The governor wants to drop the 16.75 cents-per-gallon for three months in an effort he said will ease the strain of paying for gas for the state’s drivers. The price of a gallon of gas hovered near the $3 mark in mid-May.
The issue with that is that SCDOT receives 84 percent of its revenue from that tax – approximately $40 million a month.
Covington said the proposal would transfer money from the state’s general fund to SCDOT to “break even.”
But if the plan is flawed in any way and the numbers come up short, “it will have a devastating effect on our highway program,” he said.
However, the governor pledged the state’s growing economy will not allow for an impact on its roads.
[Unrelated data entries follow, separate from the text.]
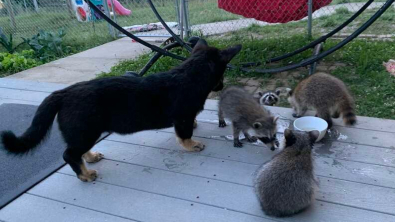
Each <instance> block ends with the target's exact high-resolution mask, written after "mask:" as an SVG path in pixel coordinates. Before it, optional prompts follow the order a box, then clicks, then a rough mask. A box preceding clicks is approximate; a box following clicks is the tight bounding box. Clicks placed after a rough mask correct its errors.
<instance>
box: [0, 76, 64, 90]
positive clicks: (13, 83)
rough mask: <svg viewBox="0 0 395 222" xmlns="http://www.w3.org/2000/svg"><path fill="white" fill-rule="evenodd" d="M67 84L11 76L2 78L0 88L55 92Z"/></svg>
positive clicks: (60, 88)
mask: <svg viewBox="0 0 395 222" xmlns="http://www.w3.org/2000/svg"><path fill="white" fill-rule="evenodd" d="M67 86H68V85H66V84H57V83H45V82H38V81H27V80H20V79H11V78H0V88H8V89H20V90H27V91H42V92H53V91H56V90H59V89H63V88H65V87H67Z"/></svg>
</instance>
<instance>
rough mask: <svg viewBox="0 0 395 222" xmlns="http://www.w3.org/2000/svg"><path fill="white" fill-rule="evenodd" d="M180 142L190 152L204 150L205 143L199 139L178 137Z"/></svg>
mask: <svg viewBox="0 0 395 222" xmlns="http://www.w3.org/2000/svg"><path fill="white" fill-rule="evenodd" d="M178 140H179V142H180V144H181V145H182V146H183V147H184V148H185V149H186V150H188V151H190V152H200V151H202V150H204V147H205V145H204V144H203V143H201V142H199V141H195V140H192V139H185V140H182V139H178Z"/></svg>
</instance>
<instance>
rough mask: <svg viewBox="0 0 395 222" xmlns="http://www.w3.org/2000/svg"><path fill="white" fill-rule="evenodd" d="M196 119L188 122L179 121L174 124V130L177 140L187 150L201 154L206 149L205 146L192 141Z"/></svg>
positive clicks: (198, 142) (185, 120) (184, 120)
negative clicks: (174, 130)
mask: <svg viewBox="0 0 395 222" xmlns="http://www.w3.org/2000/svg"><path fill="white" fill-rule="evenodd" d="M193 122H194V118H190V119H187V120H177V121H175V122H174V129H175V131H176V134H177V140H178V142H179V143H180V144H181V146H183V147H184V148H185V149H186V150H188V151H191V152H199V151H202V150H203V149H204V144H203V143H201V142H199V141H195V140H193V139H191V137H192V134H193Z"/></svg>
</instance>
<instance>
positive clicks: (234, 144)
mask: <svg viewBox="0 0 395 222" xmlns="http://www.w3.org/2000/svg"><path fill="white" fill-rule="evenodd" d="M233 146H234V147H237V148H241V147H243V144H242V143H241V142H240V140H234V141H233Z"/></svg>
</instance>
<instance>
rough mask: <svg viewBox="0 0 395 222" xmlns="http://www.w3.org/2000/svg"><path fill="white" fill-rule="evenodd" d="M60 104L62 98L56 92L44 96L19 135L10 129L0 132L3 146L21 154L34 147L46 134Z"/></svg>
mask: <svg viewBox="0 0 395 222" xmlns="http://www.w3.org/2000/svg"><path fill="white" fill-rule="evenodd" d="M61 104H62V99H61V98H60V96H59V95H58V94H57V93H56V92H55V93H53V94H51V95H49V96H48V97H47V98H45V99H44V101H43V102H42V103H41V105H40V106H39V107H38V109H37V111H36V114H35V115H34V118H33V121H32V124H31V125H30V127H29V128H28V129H27V130H26V132H25V133H23V134H22V135H21V136H20V137H16V136H15V134H14V133H13V132H12V131H3V132H2V133H1V140H2V143H3V145H4V148H5V149H6V150H7V151H8V152H10V153H14V154H23V153H26V152H28V151H29V150H31V149H33V148H35V147H36V146H37V145H38V144H40V143H41V141H43V140H44V138H45V137H46V135H47V134H48V131H49V130H50V128H51V126H52V124H53V121H54V119H55V116H56V114H57V113H58V111H59V109H60V107H61Z"/></svg>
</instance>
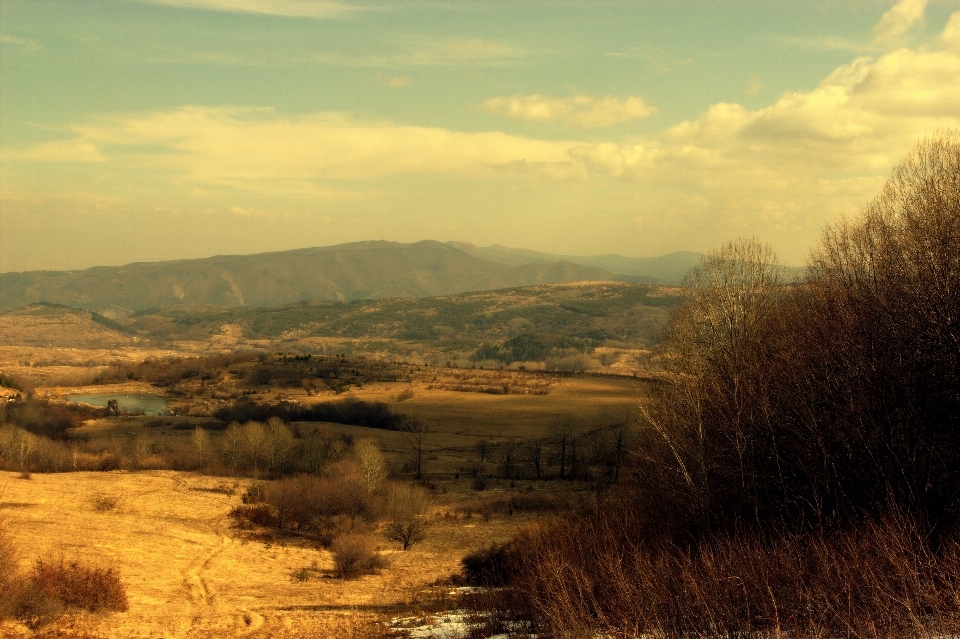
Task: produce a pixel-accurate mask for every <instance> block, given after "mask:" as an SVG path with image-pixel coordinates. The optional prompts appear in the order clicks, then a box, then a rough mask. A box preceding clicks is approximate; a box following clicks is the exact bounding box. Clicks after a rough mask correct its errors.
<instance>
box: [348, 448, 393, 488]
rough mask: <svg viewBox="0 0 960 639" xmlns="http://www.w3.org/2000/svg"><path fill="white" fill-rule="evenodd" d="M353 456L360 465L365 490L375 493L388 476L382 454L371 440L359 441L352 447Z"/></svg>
mask: <svg viewBox="0 0 960 639" xmlns="http://www.w3.org/2000/svg"><path fill="white" fill-rule="evenodd" d="M353 454H354V455H355V456H356V458H357V462H358V463H359V464H360V469H361V471H362V472H363V479H364V481H366V483H367V489H368V490H369V491H370V492H371V493H376V492H377V491H379V490H380V487H381V486H382V485H383V482H384V480H386V478H387V476H388V475H389V471H387V463H386V460H385V459H384V457H383V453H382V452H380V447H379V446H378V445H377V443H376V442H375V441H373V440H372V439H369V438H364V439H360V440H357V442H356V443H355V444H354V445H353Z"/></svg>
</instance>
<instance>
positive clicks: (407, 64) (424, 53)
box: [313, 38, 527, 67]
mask: <svg viewBox="0 0 960 639" xmlns="http://www.w3.org/2000/svg"><path fill="white" fill-rule="evenodd" d="M399 48H402V49H404V51H401V52H397V53H390V54H383V55H367V56H346V55H342V54H340V53H323V54H320V55H317V56H314V58H313V59H314V61H316V62H319V63H321V64H330V65H338V66H344V65H346V66H357V67H444V66H504V65H508V64H515V63H517V62H518V61H520V60H522V59H523V58H525V57H526V56H527V51H526V50H525V49H522V48H520V47H515V46H513V45H510V44H506V43H504V42H500V41H497V40H485V39H480V38H467V39H453V40H430V39H416V40H413V41H410V42H402V43H400V47H399Z"/></svg>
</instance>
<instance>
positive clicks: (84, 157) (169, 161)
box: [3, 107, 580, 192]
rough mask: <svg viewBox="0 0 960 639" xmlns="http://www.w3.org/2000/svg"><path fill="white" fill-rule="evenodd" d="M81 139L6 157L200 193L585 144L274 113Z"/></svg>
mask: <svg viewBox="0 0 960 639" xmlns="http://www.w3.org/2000/svg"><path fill="white" fill-rule="evenodd" d="M71 132H72V134H73V135H74V137H73V138H71V139H68V140H64V141H60V142H55V143H44V144H40V145H35V146H32V147H28V148H26V149H5V150H4V151H3V154H4V155H3V157H4V158H5V159H6V160H11V161H34V162H36V161H47V162H88V163H89V162H112V163H114V164H116V165H117V166H118V167H120V166H123V167H125V168H127V169H130V170H144V171H148V172H151V173H156V174H165V175H173V176H176V179H178V180H185V181H186V182H188V183H192V184H196V185H219V186H229V187H231V188H240V189H246V190H253V191H264V192H268V191H271V190H280V191H282V190H288V191H290V190H294V191H295V190H297V189H302V190H305V191H309V190H311V188H312V186H311V185H315V184H316V182H317V181H319V180H326V179H369V178H378V177H384V176H392V175H404V174H455V173H459V174H473V175H475V174H478V173H483V172H485V171H488V170H489V169H490V168H491V167H511V166H526V167H527V168H529V167H531V166H533V167H536V166H541V165H550V164H557V165H564V166H570V165H573V164H575V159H574V158H573V157H572V156H571V155H569V151H570V150H571V149H572V148H574V147H575V146H578V145H579V144H580V143H579V142H576V141H567V142H563V141H543V140H536V139H530V138H523V137H518V136H511V135H507V134H505V133H502V132H499V131H488V132H479V133H464V132H458V131H450V130H447V129H442V128H435V127H419V126H406V125H402V124H395V123H390V122H357V121H354V120H352V119H350V118H349V117H346V116H343V115H340V114H337V113H315V114H308V115H303V116H296V117H291V116H284V115H280V114H277V113H275V112H274V111H272V110H270V109H250V108H233V107H184V108H181V109H176V110H172V111H158V112H150V113H140V114H133V115H124V116H105V117H101V118H98V119H96V120H94V121H91V122H87V123H84V124H80V125H76V126H74V127H71Z"/></svg>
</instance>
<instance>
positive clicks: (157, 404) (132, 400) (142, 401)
mask: <svg viewBox="0 0 960 639" xmlns="http://www.w3.org/2000/svg"><path fill="white" fill-rule="evenodd" d="M111 399H115V400H117V403H118V404H119V406H120V410H121V411H126V412H128V413H136V412H139V411H143V413H144V414H146V415H159V414H160V413H161V412H162V411H164V410H166V409H167V398H166V397H161V396H160V395H69V396H68V397H67V400H69V401H71V402H78V403H82V404H91V405H93V406H102V407H103V408H106V407H107V401H109V400H111Z"/></svg>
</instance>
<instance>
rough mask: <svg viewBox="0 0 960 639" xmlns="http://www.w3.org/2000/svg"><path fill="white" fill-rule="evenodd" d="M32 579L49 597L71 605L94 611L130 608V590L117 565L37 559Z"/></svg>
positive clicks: (30, 578)
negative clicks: (127, 593)
mask: <svg viewBox="0 0 960 639" xmlns="http://www.w3.org/2000/svg"><path fill="white" fill-rule="evenodd" d="M30 581H31V582H32V584H33V585H34V587H36V588H37V589H38V590H39V591H40V592H42V593H43V595H44V597H45V598H46V599H50V600H54V601H58V602H60V603H61V604H62V605H64V606H65V607H68V608H80V609H83V610H88V611H90V612H100V611H104V610H115V611H119V612H123V611H125V610H126V609H127V593H126V589H125V588H124V586H123V583H122V582H121V581H120V575H119V573H117V571H116V570H115V569H113V568H98V567H96V566H90V565H87V564H84V563H81V562H79V561H64V560H63V559H61V560H60V561H45V560H43V559H37V561H36V563H35V564H34V566H33V572H32V573H31V575H30Z"/></svg>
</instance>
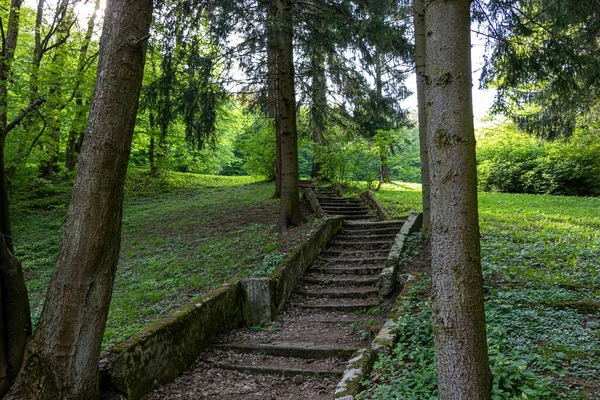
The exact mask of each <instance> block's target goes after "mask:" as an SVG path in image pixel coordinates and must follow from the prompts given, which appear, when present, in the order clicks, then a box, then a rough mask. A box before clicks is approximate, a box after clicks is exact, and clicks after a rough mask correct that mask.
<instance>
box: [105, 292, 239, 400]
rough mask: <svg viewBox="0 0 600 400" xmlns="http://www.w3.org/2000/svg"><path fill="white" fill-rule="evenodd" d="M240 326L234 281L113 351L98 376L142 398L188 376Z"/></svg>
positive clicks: (123, 392) (144, 331)
mask: <svg viewBox="0 0 600 400" xmlns="http://www.w3.org/2000/svg"><path fill="white" fill-rule="evenodd" d="M241 324H242V307H241V296H240V283H239V281H236V282H234V283H231V284H228V285H225V286H222V287H220V288H218V289H215V290H213V291H211V292H209V293H206V294H205V295H203V296H200V297H199V298H197V299H196V300H195V301H194V302H192V303H189V304H187V305H185V306H183V307H181V308H179V309H177V310H176V311H174V312H172V313H171V314H169V315H168V316H167V317H165V318H163V319H161V320H160V321H157V322H155V323H153V324H152V325H150V326H148V327H147V328H145V329H144V330H142V331H141V332H139V333H137V334H135V335H134V336H132V337H131V338H129V339H127V340H126V341H124V342H122V343H121V344H119V345H117V346H115V347H114V348H113V349H111V351H110V352H109V353H108V354H107V355H106V356H105V357H104V358H103V359H102V361H101V362H100V370H101V371H100V374H101V376H104V377H106V376H107V377H108V379H110V385H112V386H113V387H115V388H116V389H118V390H119V391H121V392H123V393H126V394H127V398H128V399H129V400H131V399H134V400H135V399H139V398H141V397H142V396H143V395H145V394H146V393H148V392H150V391H151V390H153V389H155V388H157V387H158V386H160V385H162V384H165V383H167V382H170V381H171V380H173V379H175V378H176V377H177V376H179V375H180V374H181V373H182V372H184V371H186V370H187V369H188V368H189V367H190V366H191V365H192V364H193V363H194V361H195V360H196V358H197V357H198V354H199V353H200V352H201V351H202V350H203V349H204V348H206V347H207V346H208V345H209V344H210V343H211V342H212V341H213V340H214V338H215V337H216V336H217V334H219V333H221V332H224V331H227V330H228V329H231V328H234V327H236V326H239V325H241ZM105 379H106V378H105Z"/></svg>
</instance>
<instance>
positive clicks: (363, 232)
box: [335, 227, 400, 238]
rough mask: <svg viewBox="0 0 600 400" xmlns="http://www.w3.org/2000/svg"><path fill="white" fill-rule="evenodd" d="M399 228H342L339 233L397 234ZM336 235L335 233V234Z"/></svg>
mask: <svg viewBox="0 0 600 400" xmlns="http://www.w3.org/2000/svg"><path fill="white" fill-rule="evenodd" d="M398 232H400V228H395V227H392V228H369V229H346V228H342V230H341V231H340V233H339V234H340V235H347V236H362V235H397V234H398ZM335 237H336V238H337V237H338V236H337V235H336V236H335Z"/></svg>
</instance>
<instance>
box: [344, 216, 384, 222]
mask: <svg viewBox="0 0 600 400" xmlns="http://www.w3.org/2000/svg"><path fill="white" fill-rule="evenodd" d="M376 218H377V217H376V216H375V215H365V216H361V215H348V216H344V219H345V220H360V221H363V220H373V219H376Z"/></svg>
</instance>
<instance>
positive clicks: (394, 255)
mask: <svg viewBox="0 0 600 400" xmlns="http://www.w3.org/2000/svg"><path fill="white" fill-rule="evenodd" d="M421 225H423V214H422V213H419V212H413V213H412V214H411V215H410V216H409V217H408V218H407V219H406V221H405V222H404V225H402V228H401V229H400V233H398V235H396V238H395V239H394V244H393V245H392V248H391V249H390V253H389V255H388V259H387V260H386V263H385V268H384V269H383V270H382V271H381V273H380V275H379V295H380V296H381V297H388V296H390V295H391V294H392V293H393V292H394V289H395V287H396V277H397V274H398V264H399V263H400V256H401V255H402V252H403V251H404V242H405V241H406V238H407V236H408V235H410V234H412V233H415V232H417V231H418V230H419V229H421Z"/></svg>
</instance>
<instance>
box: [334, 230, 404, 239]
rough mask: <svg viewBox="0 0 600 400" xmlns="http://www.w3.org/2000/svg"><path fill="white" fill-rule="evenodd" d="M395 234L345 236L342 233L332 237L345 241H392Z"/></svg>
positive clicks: (378, 234) (394, 233) (370, 234)
mask: <svg viewBox="0 0 600 400" xmlns="http://www.w3.org/2000/svg"><path fill="white" fill-rule="evenodd" d="M396 235H397V234H395V233H382V234H375V233H374V234H347V233H344V232H341V233H338V234H337V235H335V237H334V241H335V240H347V241H367V240H375V241H377V240H389V241H393V240H394V238H395V237H396Z"/></svg>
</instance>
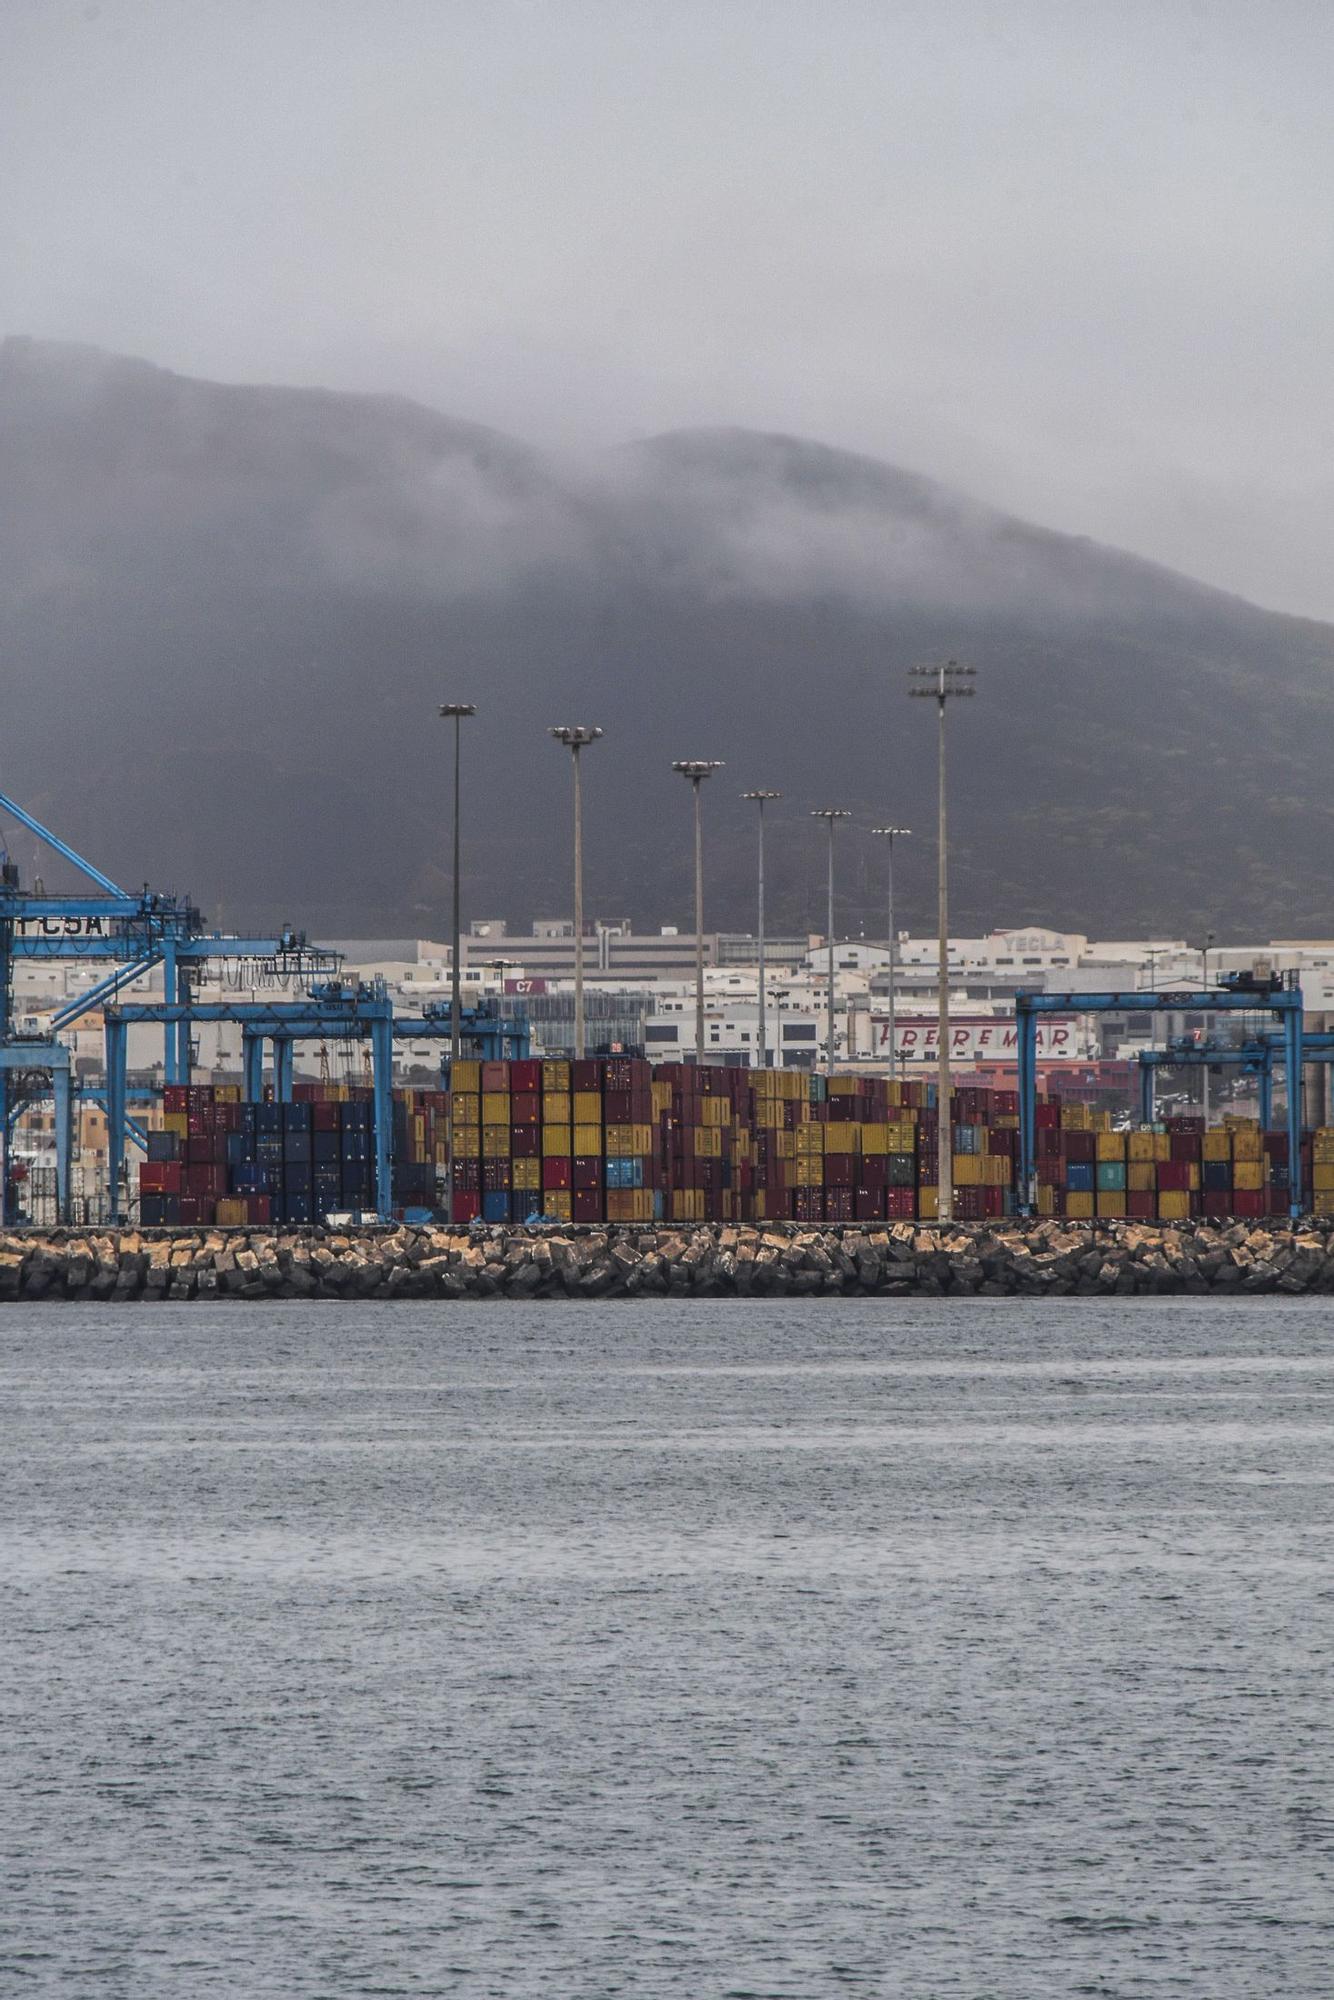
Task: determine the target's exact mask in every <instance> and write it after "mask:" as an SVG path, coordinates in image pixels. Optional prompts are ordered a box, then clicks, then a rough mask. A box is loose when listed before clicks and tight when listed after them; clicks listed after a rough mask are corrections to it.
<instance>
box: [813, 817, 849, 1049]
mask: <svg viewBox="0 0 1334 2000" xmlns="http://www.w3.org/2000/svg"><path fill="white" fill-rule="evenodd" d="M810 816H812V820H824V824H826V826H828V830H830V876H828V914H826V922H828V932H830V990H828V1050H826V1058H824V1070H826V1074H828V1076H832V1074H834V822H836V820H850V818H852V814H850V812H848V808H846V806H816V808H814V812H812V814H810Z"/></svg>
Covington said SCDOT officials recognize they are the “stewards” of the construction and materials industry as a major provider of work in the state.
“We should manage our resources in a way to provide them with predictability and consistency and a continuation of their market,” he said. “Therefore, they shouldn’t have to deal with big swings in the amount of work we put out year to year.”
While Covington said he recognizes the department’s place in the construction industry, “we don’t control the purse strings.”
The plan to temporarily eliminate the gas tax comes at a time in which SCDOT funding is already strained.
“What we really need is more money,” Covington said.
Berry Jenkins, Highway Division Director of the Carolinas AGC, said he doesn’t expect the move would make the DOT’s financial situation any worse.
Already, he said, highway contractors are getting ready to lay off workers as soon as their contracts are completed and are delaying any investment in new equipment.
Jenkins said the DOT is already planning to delay projects by four to six months and “unfortunately, a lot of the projects deal with safety and congestion.”
The proposal is included in Sanford’s overall budget, which goes into effect July 1. The state legislature is scheduled to adjourn for the summer June 1.
South Carolina lawmakers aren’t alone in the Southeast when dealing with this issue. In Georgia, Democrats are pushing Gov. Sonny Perdue to suspend the gas tax like he did in the wake of Hurricane Katrina. And in North Carolina, Gov. Mike Easley has said he will include a gas tax cap in his budget proposal.